In a statement released by his campaign, Trump said Biden was “falsely posing” as winner.

Trump is reportedly pinning his hopes on a series of lawsuits his campaign has launched challenging the results in swing states, which experts say are likely to fail because of a lack of evidence.

Some at the White House are reportedly trying to get the president to accept his defeat.

On Saturday night, CNN’s White House correspondent, Kaitlan Collins, tweeted that she had been told by two sources that Jared Kushner, his son-in-law and a trusted adviser, had approached the president about conceding.

 

Sources close to the president have told media outlets that the president is unlikely to call Biden and concede defeat in the traditional manner. 

Allies of the president told The Washington Post that he is unlikely to concede defeat “under any circumstances in the traditional manner of a concession speech and a phone call to Biden.”

Advisors to the president backed the assessment in comments to The New York Times, saying that Trump “has refused to acknowledge that he has lost” and is standing by his groundless electoral fraud claims. 

The White House did not immediately respond to questions from Business Insider about whether Trump was likely to concede that he has lost. 

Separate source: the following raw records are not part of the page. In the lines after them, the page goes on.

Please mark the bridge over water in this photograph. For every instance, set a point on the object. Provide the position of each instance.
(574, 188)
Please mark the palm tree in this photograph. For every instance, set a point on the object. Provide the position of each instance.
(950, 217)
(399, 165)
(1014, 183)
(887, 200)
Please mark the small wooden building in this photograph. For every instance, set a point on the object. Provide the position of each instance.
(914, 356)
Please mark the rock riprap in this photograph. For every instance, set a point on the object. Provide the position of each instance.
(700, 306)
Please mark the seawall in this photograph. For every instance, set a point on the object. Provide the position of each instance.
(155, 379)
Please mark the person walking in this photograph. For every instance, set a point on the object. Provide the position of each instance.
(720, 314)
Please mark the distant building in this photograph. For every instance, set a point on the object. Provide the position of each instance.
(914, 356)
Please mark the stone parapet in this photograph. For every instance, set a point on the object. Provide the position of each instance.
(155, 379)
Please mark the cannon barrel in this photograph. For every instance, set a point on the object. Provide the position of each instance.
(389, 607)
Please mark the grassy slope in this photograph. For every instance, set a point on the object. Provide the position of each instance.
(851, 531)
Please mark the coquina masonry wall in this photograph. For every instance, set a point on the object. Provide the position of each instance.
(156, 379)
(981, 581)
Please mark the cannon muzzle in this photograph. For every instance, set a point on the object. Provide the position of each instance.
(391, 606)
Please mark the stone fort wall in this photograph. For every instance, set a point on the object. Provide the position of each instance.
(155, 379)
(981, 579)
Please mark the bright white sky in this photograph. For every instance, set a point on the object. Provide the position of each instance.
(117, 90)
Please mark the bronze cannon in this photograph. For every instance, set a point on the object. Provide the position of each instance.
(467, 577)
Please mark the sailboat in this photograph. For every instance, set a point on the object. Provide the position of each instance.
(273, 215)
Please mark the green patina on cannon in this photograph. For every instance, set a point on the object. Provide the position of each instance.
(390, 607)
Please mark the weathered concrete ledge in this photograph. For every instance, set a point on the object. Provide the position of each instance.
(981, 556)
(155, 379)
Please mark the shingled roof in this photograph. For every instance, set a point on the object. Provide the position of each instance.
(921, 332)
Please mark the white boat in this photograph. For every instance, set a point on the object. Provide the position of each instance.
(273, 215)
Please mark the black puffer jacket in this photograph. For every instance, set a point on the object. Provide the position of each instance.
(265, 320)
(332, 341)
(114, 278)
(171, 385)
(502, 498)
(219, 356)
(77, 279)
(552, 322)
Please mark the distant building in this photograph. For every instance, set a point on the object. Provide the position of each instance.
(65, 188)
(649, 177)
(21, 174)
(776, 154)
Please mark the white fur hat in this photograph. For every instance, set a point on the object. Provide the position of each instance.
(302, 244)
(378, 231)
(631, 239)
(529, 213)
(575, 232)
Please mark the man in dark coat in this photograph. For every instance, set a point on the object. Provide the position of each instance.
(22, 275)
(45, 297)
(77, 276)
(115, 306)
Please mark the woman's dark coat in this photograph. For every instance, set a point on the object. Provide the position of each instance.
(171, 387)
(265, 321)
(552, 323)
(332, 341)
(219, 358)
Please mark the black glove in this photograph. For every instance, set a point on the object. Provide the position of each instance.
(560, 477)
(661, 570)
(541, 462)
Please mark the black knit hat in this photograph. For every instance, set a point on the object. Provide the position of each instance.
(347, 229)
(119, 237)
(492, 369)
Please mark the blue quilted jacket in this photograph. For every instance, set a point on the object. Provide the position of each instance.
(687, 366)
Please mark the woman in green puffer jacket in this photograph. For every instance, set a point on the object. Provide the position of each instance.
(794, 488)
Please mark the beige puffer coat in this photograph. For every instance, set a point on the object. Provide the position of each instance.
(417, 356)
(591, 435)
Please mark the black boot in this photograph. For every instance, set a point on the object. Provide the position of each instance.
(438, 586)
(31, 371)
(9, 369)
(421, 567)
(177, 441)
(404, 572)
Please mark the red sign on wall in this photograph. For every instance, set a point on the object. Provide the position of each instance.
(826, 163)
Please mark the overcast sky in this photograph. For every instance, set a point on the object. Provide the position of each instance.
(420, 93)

Conceding defeat is a norm rather than a process formally enshrined in the US constitution, with losing candidates customarily using concession speeches to offer their congratulations to the winner and call for post-election unity. Trump has long refused to countenance the prospect of defeat, with many people close to the president has long said that securing victory at any cost is his core motivation. Ahead of the election, he had controversially refused to commit to a peaceful transfer of power. 

The Constitution stipulates that whoever wins the contest will take power at noon on January 20 after the election, following a transition period during which they prepare for office and appoint top officials, regardless of the incumbent’s opinion about the results. 

Several advisors told the Times that they thought it unlikely that Trump would try to block Biden from taking over the office.